Labour anger at Treasury job cuts

A fear was growing that the Civil Service was being slimmed down to such an extent that it would no longer be able to implement the programme of an incoming Labour government, Peter Mandelson, MP for Hartlepool, told the Commons last night.

Newly promoted to the Opposition whips office, Mr Mandelson focused on reports that as many as a third of senior Treasury posts were to be axed.

Staff at the central Treasury have already been cut from 3,000 in 1982 to 1,400.

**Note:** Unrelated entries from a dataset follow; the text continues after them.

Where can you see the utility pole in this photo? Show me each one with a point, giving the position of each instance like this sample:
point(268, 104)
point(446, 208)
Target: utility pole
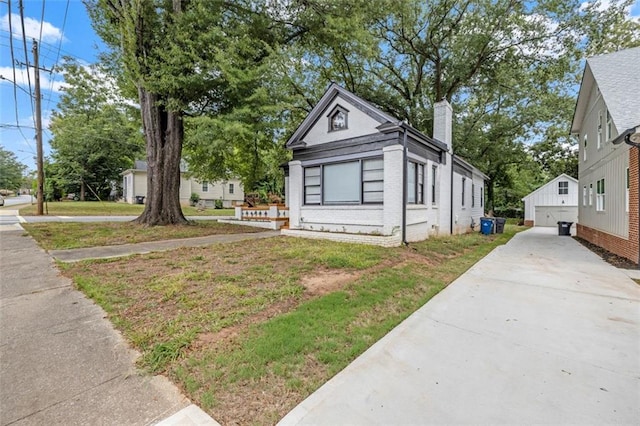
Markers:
point(38, 107)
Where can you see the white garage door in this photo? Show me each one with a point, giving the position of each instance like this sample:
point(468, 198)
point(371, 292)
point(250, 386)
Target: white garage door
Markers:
point(551, 215)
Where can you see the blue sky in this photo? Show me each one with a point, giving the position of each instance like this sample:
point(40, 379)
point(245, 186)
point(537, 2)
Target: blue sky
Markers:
point(60, 37)
point(63, 29)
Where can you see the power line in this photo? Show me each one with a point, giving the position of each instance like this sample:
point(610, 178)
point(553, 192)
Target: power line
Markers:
point(26, 57)
point(64, 23)
point(13, 64)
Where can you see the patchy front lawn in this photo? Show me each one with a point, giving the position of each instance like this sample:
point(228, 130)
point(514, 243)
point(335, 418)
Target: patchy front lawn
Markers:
point(68, 235)
point(110, 208)
point(250, 329)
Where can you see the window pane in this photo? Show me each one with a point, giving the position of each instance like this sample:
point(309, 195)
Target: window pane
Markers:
point(377, 164)
point(373, 175)
point(341, 183)
point(411, 182)
point(311, 171)
point(312, 199)
point(373, 197)
point(372, 186)
point(313, 180)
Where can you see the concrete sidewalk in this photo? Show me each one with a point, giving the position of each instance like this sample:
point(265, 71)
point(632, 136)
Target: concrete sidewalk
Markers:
point(540, 331)
point(74, 255)
point(61, 362)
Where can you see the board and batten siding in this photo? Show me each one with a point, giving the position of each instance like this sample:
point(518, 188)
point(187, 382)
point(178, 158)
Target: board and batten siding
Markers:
point(615, 217)
point(548, 195)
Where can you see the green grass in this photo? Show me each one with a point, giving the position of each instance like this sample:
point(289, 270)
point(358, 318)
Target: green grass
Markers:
point(238, 330)
point(108, 208)
point(69, 235)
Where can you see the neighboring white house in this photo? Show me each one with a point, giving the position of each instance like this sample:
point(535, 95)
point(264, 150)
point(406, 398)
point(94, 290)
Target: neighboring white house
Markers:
point(134, 184)
point(346, 180)
point(556, 200)
point(607, 123)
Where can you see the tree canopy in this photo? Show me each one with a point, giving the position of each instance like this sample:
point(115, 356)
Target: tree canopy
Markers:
point(11, 170)
point(95, 133)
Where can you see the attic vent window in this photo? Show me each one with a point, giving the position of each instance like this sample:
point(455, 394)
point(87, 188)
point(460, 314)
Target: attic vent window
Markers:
point(338, 119)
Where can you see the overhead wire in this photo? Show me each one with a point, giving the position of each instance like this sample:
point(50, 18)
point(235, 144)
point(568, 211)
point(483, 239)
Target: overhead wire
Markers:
point(15, 86)
point(26, 57)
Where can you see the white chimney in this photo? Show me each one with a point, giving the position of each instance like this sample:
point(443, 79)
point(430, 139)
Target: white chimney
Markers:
point(442, 122)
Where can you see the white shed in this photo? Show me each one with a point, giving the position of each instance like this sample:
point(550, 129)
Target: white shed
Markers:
point(554, 201)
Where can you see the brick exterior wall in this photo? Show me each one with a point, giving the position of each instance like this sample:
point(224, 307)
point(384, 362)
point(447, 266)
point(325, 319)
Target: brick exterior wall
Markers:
point(627, 248)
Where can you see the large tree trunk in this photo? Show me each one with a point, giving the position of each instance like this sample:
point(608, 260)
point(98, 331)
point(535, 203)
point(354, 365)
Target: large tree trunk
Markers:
point(164, 134)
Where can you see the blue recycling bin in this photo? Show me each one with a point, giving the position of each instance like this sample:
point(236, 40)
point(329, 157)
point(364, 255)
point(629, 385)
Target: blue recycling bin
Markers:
point(486, 225)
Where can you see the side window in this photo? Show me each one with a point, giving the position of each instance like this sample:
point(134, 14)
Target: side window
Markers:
point(464, 184)
point(563, 188)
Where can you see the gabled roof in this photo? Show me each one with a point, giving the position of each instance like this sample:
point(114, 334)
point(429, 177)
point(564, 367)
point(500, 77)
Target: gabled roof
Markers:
point(618, 78)
point(387, 122)
point(562, 176)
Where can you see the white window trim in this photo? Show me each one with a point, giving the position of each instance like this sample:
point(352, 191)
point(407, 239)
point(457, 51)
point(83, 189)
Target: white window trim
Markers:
point(599, 133)
point(322, 189)
point(600, 195)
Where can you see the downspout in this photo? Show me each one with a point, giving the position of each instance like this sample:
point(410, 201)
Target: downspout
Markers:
point(626, 136)
point(404, 188)
point(451, 196)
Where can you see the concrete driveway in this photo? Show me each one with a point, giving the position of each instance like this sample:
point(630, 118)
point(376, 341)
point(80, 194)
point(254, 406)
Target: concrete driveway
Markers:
point(539, 331)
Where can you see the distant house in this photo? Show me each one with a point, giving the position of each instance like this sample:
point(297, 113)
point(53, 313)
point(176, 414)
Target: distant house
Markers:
point(607, 123)
point(346, 180)
point(556, 200)
point(134, 184)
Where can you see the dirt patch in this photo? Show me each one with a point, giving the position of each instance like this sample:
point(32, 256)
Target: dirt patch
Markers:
point(323, 282)
point(607, 256)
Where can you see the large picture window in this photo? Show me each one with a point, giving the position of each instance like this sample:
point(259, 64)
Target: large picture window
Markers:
point(353, 182)
point(341, 183)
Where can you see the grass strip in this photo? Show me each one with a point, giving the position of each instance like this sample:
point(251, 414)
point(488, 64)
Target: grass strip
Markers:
point(69, 235)
point(239, 329)
point(110, 208)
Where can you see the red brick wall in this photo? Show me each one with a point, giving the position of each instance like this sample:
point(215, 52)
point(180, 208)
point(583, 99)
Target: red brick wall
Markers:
point(628, 248)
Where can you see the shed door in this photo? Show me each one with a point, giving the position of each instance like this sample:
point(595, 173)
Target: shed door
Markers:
point(551, 215)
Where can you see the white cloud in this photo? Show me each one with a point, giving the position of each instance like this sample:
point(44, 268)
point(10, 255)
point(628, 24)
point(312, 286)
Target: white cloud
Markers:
point(633, 10)
point(50, 33)
point(46, 81)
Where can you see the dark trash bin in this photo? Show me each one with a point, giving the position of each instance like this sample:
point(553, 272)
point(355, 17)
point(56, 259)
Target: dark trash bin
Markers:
point(564, 228)
point(486, 225)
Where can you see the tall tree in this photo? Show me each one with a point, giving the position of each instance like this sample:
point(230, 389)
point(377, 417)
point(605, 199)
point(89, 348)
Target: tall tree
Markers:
point(11, 170)
point(95, 136)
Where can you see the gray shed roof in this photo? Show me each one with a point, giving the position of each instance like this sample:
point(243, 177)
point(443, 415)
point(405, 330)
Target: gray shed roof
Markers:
point(618, 78)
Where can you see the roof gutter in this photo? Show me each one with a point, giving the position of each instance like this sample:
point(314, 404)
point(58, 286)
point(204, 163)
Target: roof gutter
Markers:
point(630, 137)
point(404, 187)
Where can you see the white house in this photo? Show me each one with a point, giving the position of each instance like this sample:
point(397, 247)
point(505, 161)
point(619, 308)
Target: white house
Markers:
point(607, 123)
point(359, 174)
point(134, 184)
point(556, 200)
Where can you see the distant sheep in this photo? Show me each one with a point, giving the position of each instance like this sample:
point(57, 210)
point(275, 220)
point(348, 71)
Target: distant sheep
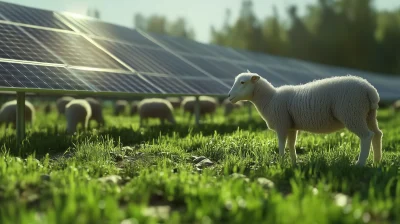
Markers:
point(97, 111)
point(134, 108)
point(77, 111)
point(8, 113)
point(120, 107)
point(230, 107)
point(321, 106)
point(61, 102)
point(208, 105)
point(156, 108)
point(175, 101)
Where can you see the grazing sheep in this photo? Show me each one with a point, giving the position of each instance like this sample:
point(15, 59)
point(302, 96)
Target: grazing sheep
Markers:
point(175, 101)
point(61, 102)
point(97, 111)
point(8, 113)
point(156, 108)
point(229, 107)
point(77, 111)
point(120, 107)
point(208, 105)
point(321, 106)
point(134, 107)
point(47, 108)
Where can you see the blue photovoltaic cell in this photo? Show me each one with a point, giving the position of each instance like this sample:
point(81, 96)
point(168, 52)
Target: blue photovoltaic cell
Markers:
point(116, 82)
point(74, 49)
point(15, 44)
point(31, 16)
point(172, 85)
point(208, 86)
point(38, 77)
point(115, 32)
point(217, 68)
point(147, 60)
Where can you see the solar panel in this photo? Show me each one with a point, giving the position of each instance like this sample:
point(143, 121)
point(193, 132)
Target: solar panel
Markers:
point(114, 32)
point(31, 16)
point(148, 60)
point(38, 77)
point(15, 44)
point(116, 82)
point(74, 49)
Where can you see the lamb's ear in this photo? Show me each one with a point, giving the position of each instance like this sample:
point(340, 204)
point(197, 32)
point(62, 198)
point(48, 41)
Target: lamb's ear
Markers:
point(255, 78)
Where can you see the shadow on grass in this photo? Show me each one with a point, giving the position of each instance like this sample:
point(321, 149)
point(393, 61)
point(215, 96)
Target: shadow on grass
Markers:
point(52, 141)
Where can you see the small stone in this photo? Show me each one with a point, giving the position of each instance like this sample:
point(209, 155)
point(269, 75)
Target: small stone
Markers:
point(197, 159)
point(266, 183)
point(110, 179)
point(204, 163)
point(45, 177)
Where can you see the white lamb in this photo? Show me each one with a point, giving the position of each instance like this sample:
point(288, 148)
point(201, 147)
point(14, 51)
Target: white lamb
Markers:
point(77, 111)
point(321, 106)
point(8, 113)
point(156, 108)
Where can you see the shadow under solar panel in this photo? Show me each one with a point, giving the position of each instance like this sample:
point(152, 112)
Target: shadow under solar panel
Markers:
point(31, 16)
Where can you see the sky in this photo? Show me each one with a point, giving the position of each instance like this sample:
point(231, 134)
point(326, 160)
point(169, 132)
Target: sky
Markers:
point(201, 15)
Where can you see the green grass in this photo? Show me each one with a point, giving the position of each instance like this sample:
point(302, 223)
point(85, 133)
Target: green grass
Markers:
point(56, 178)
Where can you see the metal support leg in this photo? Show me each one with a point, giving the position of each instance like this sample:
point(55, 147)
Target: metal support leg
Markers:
point(20, 117)
point(250, 109)
point(197, 110)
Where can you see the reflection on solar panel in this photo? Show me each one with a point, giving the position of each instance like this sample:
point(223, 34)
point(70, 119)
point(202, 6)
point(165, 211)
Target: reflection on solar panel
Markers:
point(158, 64)
point(74, 49)
point(147, 60)
point(14, 44)
point(31, 16)
point(38, 77)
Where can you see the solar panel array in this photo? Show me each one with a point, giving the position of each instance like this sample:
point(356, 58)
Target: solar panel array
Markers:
point(47, 51)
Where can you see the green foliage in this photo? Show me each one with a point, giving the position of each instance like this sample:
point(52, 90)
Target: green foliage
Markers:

Predicting that the cuts in the Treasury were to set an example to other departments, with health and the environment next in line, Mr Mandelson said Sir Terence Burns, Permanent Secretary at the Treasury, had shown 'some dereliction of duty' by not consulting the Opposition about the changes.

'The permanent secretary has a personal responsibility, independent of the government of the day, to secure the Treasury machine for subsequent administrations.' He should have considered whether the numbers he proposed would be adequate for a Labour government.

The Civil Service Minister Robert Hughes said that after such an insulting speech a period of silence from Mr Mandelson as a whip would be welcomed by many.

There had been a lot of media 'exaggeration' about cuts. The fundamental expenditure review of the Treasury had done no more than recommended that 31 senior posts should be cut, and no decision had been taken yet.

The Government was determined to maintain an 'apolitical' Civil Service, but also one that was cost effective and efficient.